Già capo della Corte costituzionale, Enver Hasani, ha detto che la Costituzione costituzionale ha dovuto annullare la decisione del governo costituzionale, ma non il voto del deputato Etem Arifi. Secondo lui, è dovuto essere girato a zero punto dell'intero processo e per il governo di Hoti di essere rimesso in votazione, Klan Kosova segnala. Penso [...]
Secondo lui, è dovuto essere girato a zero punto dell'intero processo e per il governo di Hoti di essere rimesso in votazione, Klan Kosova segnala.
Credo che la decisione abbia gravi difetti professionali. Sto sempre interpretando il verdetto, visto che credo che non lo cambino come l'ultima volta. Penso che anche il dibattito che ha avuto luogo ieri sera nel distretto della comunità giudiziaria è molto positivo perché si occupano della decisione e lo analizzano, lo discutono in termini professionali, e non è come se fosse brutto nel mio tempo quando tutti apprezzavano la personalità, in questo senso non solo questa volta, ma nelle ultime due tre decisioni c'è una salutare, non patologico approprix0>, haani ha detto.
Le altre decisioni della Corte costituzionale, come quella per la pandemica, non erano periferie, non erano domino, e penso che sia stata criticata e critica, come è stata l'ultima decisione sulla pandemica. L'ultima notte, anche, è simile a lui in modo professionale perché la Corte ha ricevuto ed è erronea per il parametro di valutazione costituzionale . Mentre l'articolo 71 parla di diritto e di restrizioni come l'articolo 55 sono due organi che non hanno nulla a che fare con la Corte costituzionale e sono il legislatore, e diciamo il principio del proporzionale 55 della costituzione degli articoli dicono più o meno lo stesso in tutte le costituzioni orientali e fa parte della Convenzione europea sui diritti dell'uomo
“Si riferisce ai legislatori e mostra come essi possono essere limitati ai diritti e alle libertà dell'uomo, e poi dice quando la loro interpretazione è fatta dal giudice per esaminare le dichiarazioni legali per vedere se sono proporzionali e questo non ha nulla a che fare con l'articolo 71, rispettivamente, con la valutazione del mandato di”.

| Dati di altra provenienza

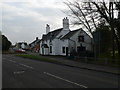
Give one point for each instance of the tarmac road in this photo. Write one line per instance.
(19, 72)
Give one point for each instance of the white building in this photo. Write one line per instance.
(63, 41)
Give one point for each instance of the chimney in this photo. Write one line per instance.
(36, 38)
(66, 24)
(47, 29)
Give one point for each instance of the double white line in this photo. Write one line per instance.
(65, 80)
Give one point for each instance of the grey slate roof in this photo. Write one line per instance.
(52, 34)
(70, 34)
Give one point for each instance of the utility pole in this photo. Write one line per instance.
(113, 31)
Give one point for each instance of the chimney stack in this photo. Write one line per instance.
(47, 29)
(66, 24)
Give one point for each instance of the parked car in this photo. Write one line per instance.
(20, 50)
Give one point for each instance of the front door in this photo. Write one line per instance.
(66, 51)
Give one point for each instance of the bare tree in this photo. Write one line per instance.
(90, 13)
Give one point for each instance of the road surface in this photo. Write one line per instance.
(19, 72)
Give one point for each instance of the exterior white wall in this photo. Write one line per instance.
(87, 40)
(63, 33)
(71, 43)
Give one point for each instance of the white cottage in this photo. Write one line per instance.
(62, 41)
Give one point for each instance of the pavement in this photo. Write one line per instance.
(82, 65)
(21, 72)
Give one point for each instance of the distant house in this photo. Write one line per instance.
(63, 41)
(35, 46)
(21, 45)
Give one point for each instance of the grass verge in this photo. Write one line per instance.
(40, 58)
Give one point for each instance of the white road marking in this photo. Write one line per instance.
(65, 80)
(12, 61)
(25, 65)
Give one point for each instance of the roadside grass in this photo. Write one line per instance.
(40, 58)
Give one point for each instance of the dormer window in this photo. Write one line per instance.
(81, 38)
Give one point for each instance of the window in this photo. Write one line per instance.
(63, 49)
(80, 38)
(50, 49)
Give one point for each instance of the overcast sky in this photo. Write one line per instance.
(24, 20)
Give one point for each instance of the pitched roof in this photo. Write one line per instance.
(52, 34)
(70, 34)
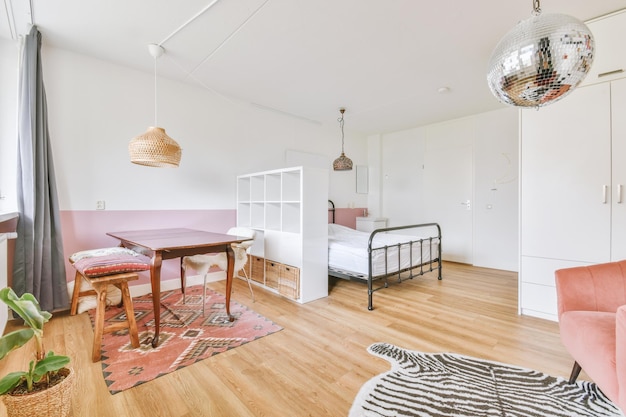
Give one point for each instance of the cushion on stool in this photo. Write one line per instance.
(108, 261)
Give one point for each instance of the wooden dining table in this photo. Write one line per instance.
(162, 244)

Hasan ha detto che il divario giuridico fondamentale tra l'abolizione e l'annullamento di un atto giudiziario è stato confuso.

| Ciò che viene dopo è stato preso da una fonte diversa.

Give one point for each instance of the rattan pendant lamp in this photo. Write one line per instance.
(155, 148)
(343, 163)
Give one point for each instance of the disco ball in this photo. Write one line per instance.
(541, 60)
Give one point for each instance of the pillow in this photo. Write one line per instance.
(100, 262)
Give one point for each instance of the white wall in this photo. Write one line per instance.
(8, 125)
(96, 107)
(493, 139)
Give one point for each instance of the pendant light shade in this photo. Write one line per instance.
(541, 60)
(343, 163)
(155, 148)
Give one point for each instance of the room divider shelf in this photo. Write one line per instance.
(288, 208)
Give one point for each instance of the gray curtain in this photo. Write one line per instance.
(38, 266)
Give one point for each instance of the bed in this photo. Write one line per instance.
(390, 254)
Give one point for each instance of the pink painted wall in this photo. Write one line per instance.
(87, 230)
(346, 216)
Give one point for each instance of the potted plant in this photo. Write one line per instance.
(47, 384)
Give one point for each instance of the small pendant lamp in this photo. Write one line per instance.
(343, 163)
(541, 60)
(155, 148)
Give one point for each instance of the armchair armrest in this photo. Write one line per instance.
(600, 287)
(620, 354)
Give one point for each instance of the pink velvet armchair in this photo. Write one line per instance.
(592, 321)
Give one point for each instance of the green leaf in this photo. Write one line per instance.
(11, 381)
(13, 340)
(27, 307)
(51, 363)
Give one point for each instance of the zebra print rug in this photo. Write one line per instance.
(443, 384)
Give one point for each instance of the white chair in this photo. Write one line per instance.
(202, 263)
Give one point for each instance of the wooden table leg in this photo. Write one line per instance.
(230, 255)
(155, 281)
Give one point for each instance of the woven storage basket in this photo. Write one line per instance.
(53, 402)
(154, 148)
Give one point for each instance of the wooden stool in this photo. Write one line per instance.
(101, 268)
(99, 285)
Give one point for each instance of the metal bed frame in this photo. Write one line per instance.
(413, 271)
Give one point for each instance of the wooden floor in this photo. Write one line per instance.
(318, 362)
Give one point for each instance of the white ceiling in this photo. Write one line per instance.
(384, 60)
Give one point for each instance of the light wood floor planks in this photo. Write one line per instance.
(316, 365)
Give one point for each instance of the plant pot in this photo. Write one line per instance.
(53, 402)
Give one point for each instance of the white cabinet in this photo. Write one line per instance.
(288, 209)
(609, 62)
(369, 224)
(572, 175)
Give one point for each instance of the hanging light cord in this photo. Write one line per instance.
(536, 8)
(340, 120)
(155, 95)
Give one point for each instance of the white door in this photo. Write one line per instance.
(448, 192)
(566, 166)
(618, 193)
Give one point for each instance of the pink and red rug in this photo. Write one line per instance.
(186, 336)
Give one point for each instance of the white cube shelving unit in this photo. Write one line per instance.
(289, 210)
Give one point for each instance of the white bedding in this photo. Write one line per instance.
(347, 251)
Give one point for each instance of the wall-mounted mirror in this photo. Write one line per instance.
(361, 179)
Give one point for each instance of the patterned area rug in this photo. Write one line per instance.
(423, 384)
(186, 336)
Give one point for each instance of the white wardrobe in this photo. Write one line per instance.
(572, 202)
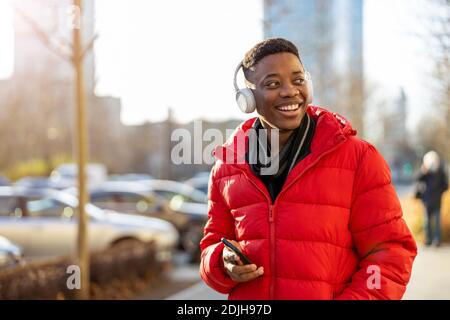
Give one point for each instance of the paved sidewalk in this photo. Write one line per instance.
(430, 279)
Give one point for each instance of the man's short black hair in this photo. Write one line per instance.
(264, 49)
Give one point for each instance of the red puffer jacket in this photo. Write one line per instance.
(335, 231)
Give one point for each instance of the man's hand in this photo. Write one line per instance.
(236, 269)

“Action dice così: Il voto è annullato, e il risultato è l'automatismo nelle elezioni, mentre l'effetto della decisione è prodotto per il futuro. Non c'è stato bisogno di dirlo, perché anche la legge è chiara alla Corte costituzionale al momento in cui dice che questa legge è entrata in vigore questo giorno o quel giorno e non si deve dire il futuro
“Nel caso di Pacolli, abbiamo valutato la procedura e se dice che la decisione è abolita, allora non ha il diritto di prendere il diritto del rappresentante sovrano perché due volte sta accadendo come in Kurti come qui, il tribunale sta consumando un voto di assemblea e non può farlo, la Corte può solo dichiarare un atto costituzionale e mostrare quali sono le carenze del corpo da migliorare sono, in questo caso ha detto di essere restituito.

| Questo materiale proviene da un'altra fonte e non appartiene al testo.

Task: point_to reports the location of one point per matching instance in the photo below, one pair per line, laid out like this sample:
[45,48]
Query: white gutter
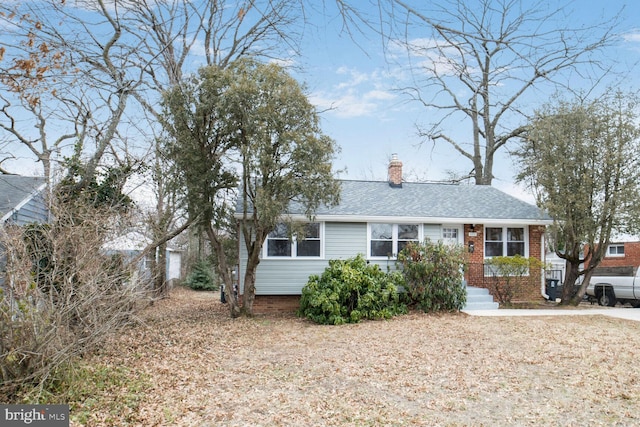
[22,203]
[414,219]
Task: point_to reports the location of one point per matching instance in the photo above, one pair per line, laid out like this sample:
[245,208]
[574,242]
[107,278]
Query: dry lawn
[202,368]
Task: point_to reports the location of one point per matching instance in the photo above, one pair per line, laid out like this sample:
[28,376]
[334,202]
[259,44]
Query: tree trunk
[224,272]
[160,272]
[573,273]
[249,294]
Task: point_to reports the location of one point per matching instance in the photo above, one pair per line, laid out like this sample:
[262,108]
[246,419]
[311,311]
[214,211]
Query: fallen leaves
[209,370]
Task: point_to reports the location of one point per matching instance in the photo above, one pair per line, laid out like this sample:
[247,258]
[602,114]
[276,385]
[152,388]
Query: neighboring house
[133,243]
[377,219]
[22,200]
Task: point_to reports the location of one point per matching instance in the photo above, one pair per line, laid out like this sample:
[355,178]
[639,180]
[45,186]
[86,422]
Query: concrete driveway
[628,313]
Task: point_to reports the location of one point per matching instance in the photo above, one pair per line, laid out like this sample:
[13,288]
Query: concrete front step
[479,299]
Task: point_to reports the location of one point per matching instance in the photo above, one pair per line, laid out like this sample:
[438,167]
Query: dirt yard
[203,369]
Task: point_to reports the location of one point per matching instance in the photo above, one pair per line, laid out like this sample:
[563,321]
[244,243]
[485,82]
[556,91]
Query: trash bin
[552,286]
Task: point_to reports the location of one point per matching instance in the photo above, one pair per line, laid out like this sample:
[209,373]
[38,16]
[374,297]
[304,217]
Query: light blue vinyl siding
[342,240]
[287,276]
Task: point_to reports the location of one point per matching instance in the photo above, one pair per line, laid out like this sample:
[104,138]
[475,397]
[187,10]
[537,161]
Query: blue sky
[370,120]
[353,84]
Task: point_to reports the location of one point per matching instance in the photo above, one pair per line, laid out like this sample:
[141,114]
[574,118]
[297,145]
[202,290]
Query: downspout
[543,256]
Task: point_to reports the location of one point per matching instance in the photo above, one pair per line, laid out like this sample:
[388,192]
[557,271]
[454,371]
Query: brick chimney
[395,171]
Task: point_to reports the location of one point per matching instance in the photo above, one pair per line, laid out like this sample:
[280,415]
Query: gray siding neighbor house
[377,218]
[22,200]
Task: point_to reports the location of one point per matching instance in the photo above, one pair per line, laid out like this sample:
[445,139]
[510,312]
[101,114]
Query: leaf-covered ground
[201,368]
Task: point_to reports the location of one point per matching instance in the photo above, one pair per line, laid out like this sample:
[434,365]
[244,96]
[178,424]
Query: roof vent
[395,171]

In questo caso il rappresentante del sovrano ha dovuto migliorare il suo errore perché è un dovere del tribunale di rinegoziare il caso, perché quando dice che non c'è un mandato, che un uomo ha votato fuori strada senza un mandato, è quello che stiamo dando per scontato. Il problema è che ogni decisione dichiarata invalida da parte della Corte ha due modalità: si dice un allumento che ha il significato dell'effetto inverso e dell'abolizione, ma non si può avere né annullamento né abolizione o si deve gestire e ragione di imputax0>.
Hasan ha definito assurdo dire che la votazione è stata annullata, la decisione è stata abolita e che il diritto di voto è stato consumato.
Il paese è rimasto vacante al momento dell'abolizione. Ha dovuto essere ripetuta la procedura di”, ha detto.